Zenarmor Cloud Nodes Status

Started by just4fun, May 18, 2024, 12:29:42 PM

Previous topic - Next topic
May 24, 2024, 07:49:27 PM #15 Last Edit: May 24, 2024, 07:54:21 PM by Seimus
He ment in the UI, there is enable disable button on top of that section.


@Sy

I upgrated today to 24.1.7 & 1.17.3

The  Cloud Reputation Servers  are indeed empty there is nothing in that section after upgrading to 1.17.3

Looks like something is failing

6c348fd6-a31a-4f60-805e-85accda81ccb] Script action failed with Command '/usr/local/opnsense/scripts/OPNsense/Zenarmor/nodes_status.py --mode 'read'' returned non-zero exit status 1. at Traceback (most recent call last): File "/usr/local/opnsense/service/modules/actions/script_output.py", line 44, in execute subprocess.check_call(script_command, env=self.config_environment, shell=True, File "/usr/local/lib/python3.11/subprocess.py", line 413, in check_call raise CalledProcessError(retcode, cmd) subprocess.CalledProcessError: Command '/usr/local/opnsense/scripts/OPNsense/Zenarmor/nodes_status.py --mode 'read'' returned non-zero exit status 1.

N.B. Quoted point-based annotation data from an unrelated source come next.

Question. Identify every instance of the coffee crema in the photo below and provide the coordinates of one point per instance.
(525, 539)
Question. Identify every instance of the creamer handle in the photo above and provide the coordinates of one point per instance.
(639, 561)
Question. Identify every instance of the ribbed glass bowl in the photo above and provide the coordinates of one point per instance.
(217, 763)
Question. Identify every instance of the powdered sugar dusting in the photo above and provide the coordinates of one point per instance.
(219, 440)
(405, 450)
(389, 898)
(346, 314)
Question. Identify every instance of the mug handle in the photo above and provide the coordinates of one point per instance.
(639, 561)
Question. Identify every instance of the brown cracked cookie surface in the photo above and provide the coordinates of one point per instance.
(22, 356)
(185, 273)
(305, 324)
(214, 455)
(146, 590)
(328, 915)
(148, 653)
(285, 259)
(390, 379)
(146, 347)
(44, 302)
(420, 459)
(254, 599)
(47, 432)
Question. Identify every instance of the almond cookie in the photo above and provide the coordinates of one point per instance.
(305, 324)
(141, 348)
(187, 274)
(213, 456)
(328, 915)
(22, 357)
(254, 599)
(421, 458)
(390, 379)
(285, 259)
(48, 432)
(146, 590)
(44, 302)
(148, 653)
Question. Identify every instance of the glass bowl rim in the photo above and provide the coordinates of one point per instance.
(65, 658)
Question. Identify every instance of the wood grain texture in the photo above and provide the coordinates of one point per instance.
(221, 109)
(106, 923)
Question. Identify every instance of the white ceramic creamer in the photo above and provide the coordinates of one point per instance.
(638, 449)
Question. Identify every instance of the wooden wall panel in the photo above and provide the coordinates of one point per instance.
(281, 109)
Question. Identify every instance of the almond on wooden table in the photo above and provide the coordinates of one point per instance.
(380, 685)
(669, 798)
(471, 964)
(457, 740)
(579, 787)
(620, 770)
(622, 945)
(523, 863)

This looks like is related to the issues in your previous post >
https://forum.opnsense.org/index.php?topic=40513.msg198743#msg198743

Running

pkg install -fy os-sensei

Fixes it.

Regards,
S.
Networking is love. You may hate it, but in the end, you always come back to it.

OPNSense HW
APU2D2 - deceased
N5105 - i226-V | Patriot 2x8G 3200 DDR4 | L 790 512G - VM HA(SOON)
N100   - i226-V | Crucial 16G  4800 DDR5 | S 980 500G - PROD

Hi Stephan,

Do you still have this issue?

yes, node status sill "DOWN" 0% after some time. Still not shure if it is really an issue or if the system is using
the cache. Only me and my wife behind this zenarmor, so not too much different websites visited.

Hi,

They should appear as online even if the results come from the cache. Is it the same if you restart Engine service?

Hi,

I have been some days off in holoday, so I didn't follow this activity, sorry.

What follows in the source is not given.